Est-ce vraiment mirobolant ? " Partout en Europe, on observe une hausse générale des salaires : en dessous de 30.000 euros brut par an, il est difficile de recruter ", poursuit Emilie Narcy. Néanmoins, certains secteurs subissent une inflation plus marquée : " Nous embauchons beaucoup de jeunes diplômés et, ces dernières années, le montant du salaire est devenu un sujet plus prégnant dans les négociations. Les demandes oscillent entre 45.000 et 50.000 euros brut par an, alors qu’avant elles se situaient autour de 42.000. C’est peut-être spécifique à la cybersécurité, un secteur pénurique en termes de recrutement ", souligne Justine Garcia, DRH de I-TRACING.

S’il est compliqué de s’aligner, des leviers de négociation existent : " Le variable ou les plans de développement sont beaucoup plus acceptés chez les candidats. Par exemple, chez Approach People Recruitment, pour donner de la perspective, nous proposons un plan d’évolution à 6, puis 12 mois en fonction de la performance réalisée ", explique Emilie Narcy.

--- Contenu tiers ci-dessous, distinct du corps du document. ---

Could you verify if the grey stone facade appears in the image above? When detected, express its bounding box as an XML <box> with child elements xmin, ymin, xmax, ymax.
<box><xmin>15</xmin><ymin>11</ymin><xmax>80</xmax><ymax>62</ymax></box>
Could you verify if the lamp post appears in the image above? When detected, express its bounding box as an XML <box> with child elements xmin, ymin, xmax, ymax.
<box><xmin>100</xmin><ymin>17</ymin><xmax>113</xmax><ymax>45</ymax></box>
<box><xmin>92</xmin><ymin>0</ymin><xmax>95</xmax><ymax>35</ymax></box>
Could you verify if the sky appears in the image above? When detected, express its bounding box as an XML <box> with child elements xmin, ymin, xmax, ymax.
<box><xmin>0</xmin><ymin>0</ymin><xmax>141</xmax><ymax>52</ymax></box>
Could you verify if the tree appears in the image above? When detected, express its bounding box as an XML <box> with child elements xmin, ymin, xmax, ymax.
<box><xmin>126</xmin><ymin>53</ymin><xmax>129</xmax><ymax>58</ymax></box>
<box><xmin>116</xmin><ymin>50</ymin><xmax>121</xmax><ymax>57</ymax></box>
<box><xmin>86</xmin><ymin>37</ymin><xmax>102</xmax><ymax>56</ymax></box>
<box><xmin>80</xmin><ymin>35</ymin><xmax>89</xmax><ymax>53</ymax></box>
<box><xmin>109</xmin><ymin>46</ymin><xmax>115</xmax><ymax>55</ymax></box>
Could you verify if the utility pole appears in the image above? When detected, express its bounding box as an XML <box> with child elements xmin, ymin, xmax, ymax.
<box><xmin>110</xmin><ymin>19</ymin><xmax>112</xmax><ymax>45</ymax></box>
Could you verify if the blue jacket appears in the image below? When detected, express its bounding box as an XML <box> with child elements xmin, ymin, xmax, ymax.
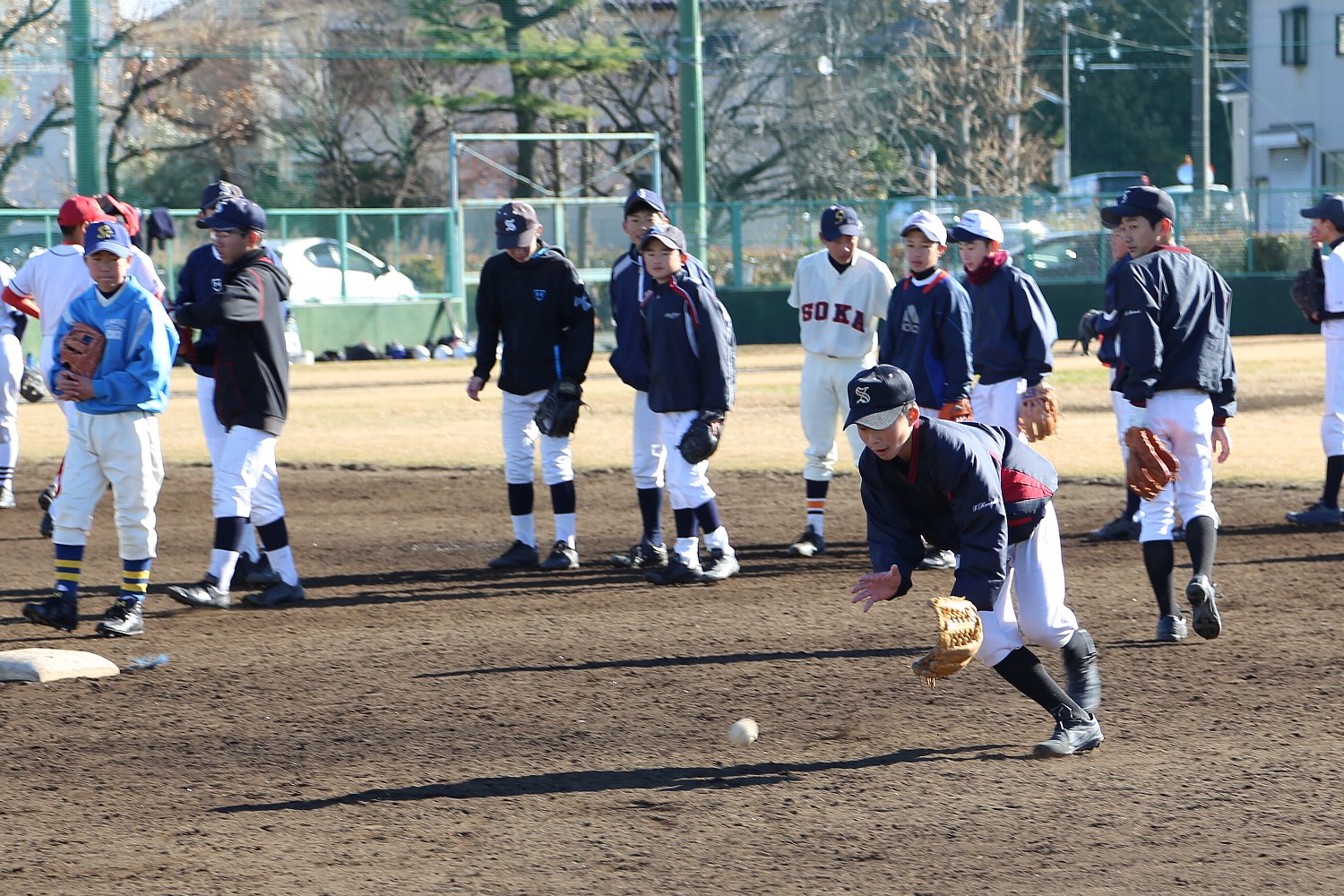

Jeunes diplômés : quatre critères complémentaires à considérer

L’aspect pécuniaire ne fait pas tout, d’autres variables interviennent dans le choix des candidats : " Il est important de faire preuve de pédagogie en expliquant la réalité du marché auprès des candidats et des entreprises. Puis, d’autres avantages doivent être valorisés dans le package salarial ", insiste Emilie Narcy. L’enquête dévoile trois facteurs influençant le choix des jeunes diplômés : le sens au travail (49 %), les possibilités d’évolution (44 %) ainsi que la flexibilité des horaires (43 %). Des résultats relativisés par l’expérience de Justine Garcia : " La quête de sens est moins présente qu’il y a deux ou trois ans. Aujourd’hui, les candidats sont intéressés par des avantages plus individuels, de confort, tels que la flexibilité : horaires, organisation du travail ou mobilité géographique. ".

Emilie Narcy confirme la montée du critère flexibilité : " Le télétravail est une demande systématique et la semaine de 4 jours commence à émerger. ". Quant au développement des compétences, les modalités de négociation se durcissent : " Certains candidats exigent que les certifications ou les formations qu’ils auront à passer lors de leur expérience chez nous soient explicites dans l’offre et le contrat de travail ", explique Justine Garcia.

L’enquête met également en exergue le thème de l’inclusion : l’entreprise doit mettre à disposition des outils digitaux inclusifs tout comme les entretiens à l'embauche. " Plus globalement, les jeunes diplômés nous challengent sur nos engagements effectifs en termes de RSE : notre impact carbone ou encore les investissements sociétaux auprès d’associations. Ils s'interrogent sur la manière dont ils pourront contribuer au sein d’I-TRACING ", conclut Justine Garcia.

La cohérence employeur en probation

Après être passée au crible des nouvelles exigences, l’offre employeur reste sur le fil lors de leur période d’intégration dans l’entreprise. En effet, 35,4 % des candidats sont prêts à démissionner si le poste ne correspond pas à leurs attentes. La cohérence RH est donc mise à l’épreuve tout au long de l’expérience collaborateur… au risque de voir les talents déserter leur poste : " Les jeunes diplômés de 2023, sont plus attentifs, mieux renseignés et ont accès à l’information plus facilement. Pour ces talents, il est plus facile de repérer les incohérences en matière de culture d'entreprise. Il est donc très important d’être honnête sur sa culture d’entreprise et ce que l’on montre sur son site carrière ou ses réseaux sociaux ", explique Amandine Reitz, DRH EMEA chez iCIMS.

En 2023, les étudiants semblent donc plus confiants mais peu enclins à faire des concessions. " C’est très positif que les jeunes se rendent compte de leur valeur ", insiste Emilie Narcy. Un changement de paradigme que les entreprises doivent appréhender pour bâtir une stratégie de recrutement attrayante afin de continuer à attirer (et à retenir) les talents.